Fortunately, the tools available for helping financial institutions site ATMs in high-performing locations are getting increasingly sophisticated. New software uses urban planning data, demographics, traffic counts, socioeconomics and more to determine the best way to site an ATM from the fleet level to the individual machine.
However, it’s important to blend these tools with industry know-how to ensure compliance with local regulatory guidance that might compel financial institutions to provide equal service levels throughout a community. Consultants can help filter the data produced by location scouting tools through the specific needs and perspectives of the banking industry against legal requirements to make sure investment decisions strengthen an FI's compliance obligations.
It’s also important not to rely solely on the data in the spreadsheet. Regular inspections of an ATM’s environment can catch problems algorithms can’t.
For example, a modern, well-cared-for ATM in a busy supermarket should see good foot traffic. But if it’s blocked by shopping carts, floor merchandising and other obstacles, it’s unlikely. On-site inspections ensure FIs can catch problems like this.
FIs can also investigate the revenue side of their ATM operations by addressing two levers: surcharge, which is what another bank’s customers pay to use your ATM, and interchange, which FIs pay each other when their customers use other machines.
It can be tempting to raise revenues by playing with these variables, and sometimes that step is warranted. However, it’s important to be careful. Raising the surcharge on a machine, for example, will lead to a lower volume of customers. Meanwhile, lowering the surcharge may lead other FIs to respond by increasing the interchange they charge.
The choices here require careful consideration to achieve the proper balance. This serves as another reminder that it’s wisest to control expenses at the fleet and machine level first.

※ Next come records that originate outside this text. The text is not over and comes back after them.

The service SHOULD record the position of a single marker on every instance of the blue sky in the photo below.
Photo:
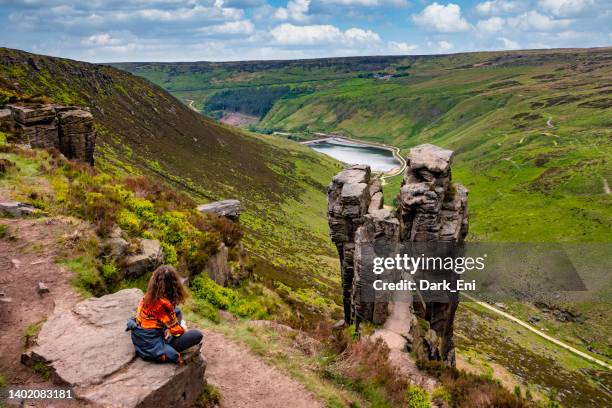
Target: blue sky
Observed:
(223, 30)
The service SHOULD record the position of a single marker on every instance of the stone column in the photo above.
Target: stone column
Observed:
(431, 209)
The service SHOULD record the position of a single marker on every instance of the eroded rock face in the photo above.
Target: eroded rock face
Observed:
(16, 209)
(225, 208)
(88, 348)
(69, 129)
(430, 209)
(348, 199)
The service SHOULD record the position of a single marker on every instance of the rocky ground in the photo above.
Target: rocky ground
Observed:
(247, 382)
(29, 250)
(27, 258)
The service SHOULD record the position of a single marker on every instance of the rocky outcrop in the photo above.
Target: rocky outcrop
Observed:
(226, 208)
(149, 257)
(16, 209)
(69, 129)
(348, 200)
(87, 348)
(431, 209)
(218, 268)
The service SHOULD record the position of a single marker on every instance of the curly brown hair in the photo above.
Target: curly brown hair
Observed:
(165, 283)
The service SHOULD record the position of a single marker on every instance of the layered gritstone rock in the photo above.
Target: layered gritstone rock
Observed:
(88, 349)
(69, 129)
(431, 209)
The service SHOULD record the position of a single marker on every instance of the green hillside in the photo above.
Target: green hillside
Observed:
(144, 130)
(532, 129)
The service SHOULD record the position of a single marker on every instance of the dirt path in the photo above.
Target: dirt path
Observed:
(245, 381)
(606, 186)
(538, 332)
(27, 257)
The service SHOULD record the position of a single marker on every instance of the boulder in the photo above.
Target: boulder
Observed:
(16, 209)
(76, 134)
(6, 118)
(69, 129)
(30, 115)
(150, 257)
(430, 157)
(5, 165)
(42, 288)
(88, 349)
(114, 246)
(225, 208)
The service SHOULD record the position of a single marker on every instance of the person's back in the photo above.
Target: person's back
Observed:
(158, 331)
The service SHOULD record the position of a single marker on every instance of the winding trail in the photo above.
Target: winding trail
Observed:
(606, 186)
(245, 381)
(191, 102)
(538, 332)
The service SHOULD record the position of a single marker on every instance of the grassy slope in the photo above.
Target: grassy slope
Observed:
(529, 182)
(142, 129)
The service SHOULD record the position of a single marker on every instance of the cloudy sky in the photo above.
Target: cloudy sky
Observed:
(222, 30)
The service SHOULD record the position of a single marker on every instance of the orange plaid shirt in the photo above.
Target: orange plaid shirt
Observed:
(159, 315)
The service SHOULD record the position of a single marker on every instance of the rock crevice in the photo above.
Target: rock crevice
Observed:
(430, 209)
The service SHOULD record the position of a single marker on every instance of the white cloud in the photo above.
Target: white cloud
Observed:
(493, 7)
(367, 3)
(104, 39)
(230, 27)
(444, 19)
(357, 35)
(289, 34)
(509, 44)
(490, 25)
(296, 10)
(444, 46)
(564, 8)
(401, 47)
(534, 21)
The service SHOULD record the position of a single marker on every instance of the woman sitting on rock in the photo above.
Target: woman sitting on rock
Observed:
(158, 330)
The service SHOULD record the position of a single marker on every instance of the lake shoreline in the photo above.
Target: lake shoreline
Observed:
(356, 142)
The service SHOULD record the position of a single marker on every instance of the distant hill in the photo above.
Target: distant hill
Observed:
(143, 129)
(532, 129)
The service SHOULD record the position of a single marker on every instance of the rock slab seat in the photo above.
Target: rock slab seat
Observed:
(87, 348)
(225, 208)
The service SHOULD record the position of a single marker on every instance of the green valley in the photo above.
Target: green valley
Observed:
(531, 129)
(143, 130)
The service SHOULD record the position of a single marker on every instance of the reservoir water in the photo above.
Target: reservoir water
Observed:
(378, 158)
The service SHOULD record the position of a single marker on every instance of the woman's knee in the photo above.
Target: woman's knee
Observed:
(196, 335)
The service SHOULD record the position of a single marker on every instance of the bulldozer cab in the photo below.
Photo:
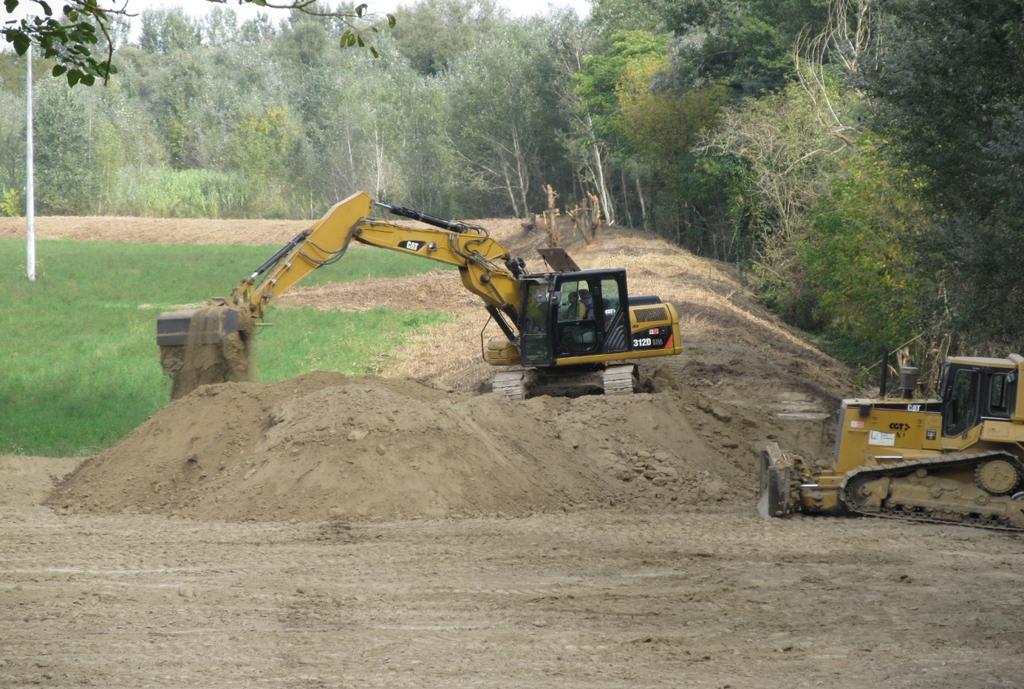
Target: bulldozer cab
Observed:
(976, 389)
(569, 314)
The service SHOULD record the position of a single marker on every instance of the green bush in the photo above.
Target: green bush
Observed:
(181, 194)
(864, 258)
(11, 204)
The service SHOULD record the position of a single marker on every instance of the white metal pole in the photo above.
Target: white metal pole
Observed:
(30, 186)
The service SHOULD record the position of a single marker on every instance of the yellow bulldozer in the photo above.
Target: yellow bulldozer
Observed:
(957, 460)
(563, 332)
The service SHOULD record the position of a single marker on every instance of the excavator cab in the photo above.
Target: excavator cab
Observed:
(573, 314)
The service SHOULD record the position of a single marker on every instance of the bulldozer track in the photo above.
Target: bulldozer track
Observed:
(920, 514)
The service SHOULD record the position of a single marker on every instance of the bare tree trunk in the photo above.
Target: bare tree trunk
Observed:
(626, 199)
(602, 187)
(378, 163)
(508, 187)
(521, 173)
(643, 206)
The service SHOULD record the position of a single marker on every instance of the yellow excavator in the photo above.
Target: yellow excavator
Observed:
(957, 460)
(564, 332)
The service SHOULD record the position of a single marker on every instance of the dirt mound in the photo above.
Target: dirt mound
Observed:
(326, 445)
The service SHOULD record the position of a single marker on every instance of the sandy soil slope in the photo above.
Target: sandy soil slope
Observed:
(409, 531)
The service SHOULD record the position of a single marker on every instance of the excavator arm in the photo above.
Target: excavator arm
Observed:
(212, 344)
(486, 267)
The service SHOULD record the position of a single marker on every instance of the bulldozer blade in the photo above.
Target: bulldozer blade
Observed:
(775, 475)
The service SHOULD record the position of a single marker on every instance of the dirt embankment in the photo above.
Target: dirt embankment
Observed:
(423, 441)
(327, 445)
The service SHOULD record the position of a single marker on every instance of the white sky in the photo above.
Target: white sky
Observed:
(247, 10)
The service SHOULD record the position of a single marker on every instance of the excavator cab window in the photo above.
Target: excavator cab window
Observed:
(578, 333)
(961, 412)
(614, 313)
(537, 323)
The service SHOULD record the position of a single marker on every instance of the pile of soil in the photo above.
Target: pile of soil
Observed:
(326, 445)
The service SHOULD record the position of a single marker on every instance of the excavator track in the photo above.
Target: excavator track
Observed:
(513, 384)
(519, 383)
(867, 490)
(620, 380)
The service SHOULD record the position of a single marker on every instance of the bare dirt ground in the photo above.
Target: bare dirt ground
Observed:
(276, 534)
(707, 598)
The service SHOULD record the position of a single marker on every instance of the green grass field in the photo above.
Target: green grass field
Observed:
(80, 364)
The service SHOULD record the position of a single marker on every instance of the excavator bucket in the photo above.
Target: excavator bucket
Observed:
(776, 472)
(204, 346)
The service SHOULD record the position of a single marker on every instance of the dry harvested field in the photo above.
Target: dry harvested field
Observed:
(411, 531)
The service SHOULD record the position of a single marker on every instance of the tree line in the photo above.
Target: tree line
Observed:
(859, 162)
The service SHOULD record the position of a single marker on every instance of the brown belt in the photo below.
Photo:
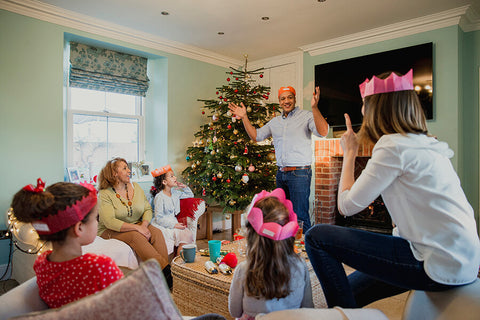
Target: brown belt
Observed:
(286, 169)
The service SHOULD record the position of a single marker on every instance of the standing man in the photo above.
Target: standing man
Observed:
(292, 134)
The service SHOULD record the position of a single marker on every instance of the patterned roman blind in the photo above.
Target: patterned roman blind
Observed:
(103, 69)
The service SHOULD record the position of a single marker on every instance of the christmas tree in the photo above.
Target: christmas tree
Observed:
(224, 164)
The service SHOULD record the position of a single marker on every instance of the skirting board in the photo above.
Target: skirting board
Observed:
(8, 275)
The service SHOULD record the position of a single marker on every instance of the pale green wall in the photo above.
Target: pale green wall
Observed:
(31, 102)
(456, 119)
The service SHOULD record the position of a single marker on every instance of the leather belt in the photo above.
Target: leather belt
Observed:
(286, 169)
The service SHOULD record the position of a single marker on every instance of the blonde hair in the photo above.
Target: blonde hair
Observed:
(391, 112)
(107, 178)
(268, 274)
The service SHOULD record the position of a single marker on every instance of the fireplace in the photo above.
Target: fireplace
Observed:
(328, 166)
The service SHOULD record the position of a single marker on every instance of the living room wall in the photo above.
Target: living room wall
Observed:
(32, 104)
(456, 62)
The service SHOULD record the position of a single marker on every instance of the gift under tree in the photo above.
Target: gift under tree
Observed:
(225, 166)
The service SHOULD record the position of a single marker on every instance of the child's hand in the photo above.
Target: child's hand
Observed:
(180, 226)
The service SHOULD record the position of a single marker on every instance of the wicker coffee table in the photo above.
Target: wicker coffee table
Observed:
(197, 292)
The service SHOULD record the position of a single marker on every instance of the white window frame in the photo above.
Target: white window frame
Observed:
(140, 107)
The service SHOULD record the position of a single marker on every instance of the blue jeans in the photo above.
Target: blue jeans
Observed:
(385, 265)
(296, 185)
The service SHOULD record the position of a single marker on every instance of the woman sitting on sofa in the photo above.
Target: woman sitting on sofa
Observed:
(125, 214)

There often is no singular, blanket solution that allows ATMs to maximize profits and minimize losses. There is, however, a spectrum of optimization tools that yield a more efficient ATM fleet.
Financial institutions must collect data and organize it into fleets based on categories like geography or strategic goals, then customize the desired outcomes based on tangible benefits like revenue and soft benefits like customer recruitment, marketing and cost reduction at the branch.
It’s a matter of marrying data with experience and expertise, and it’s as much an art as it is a science.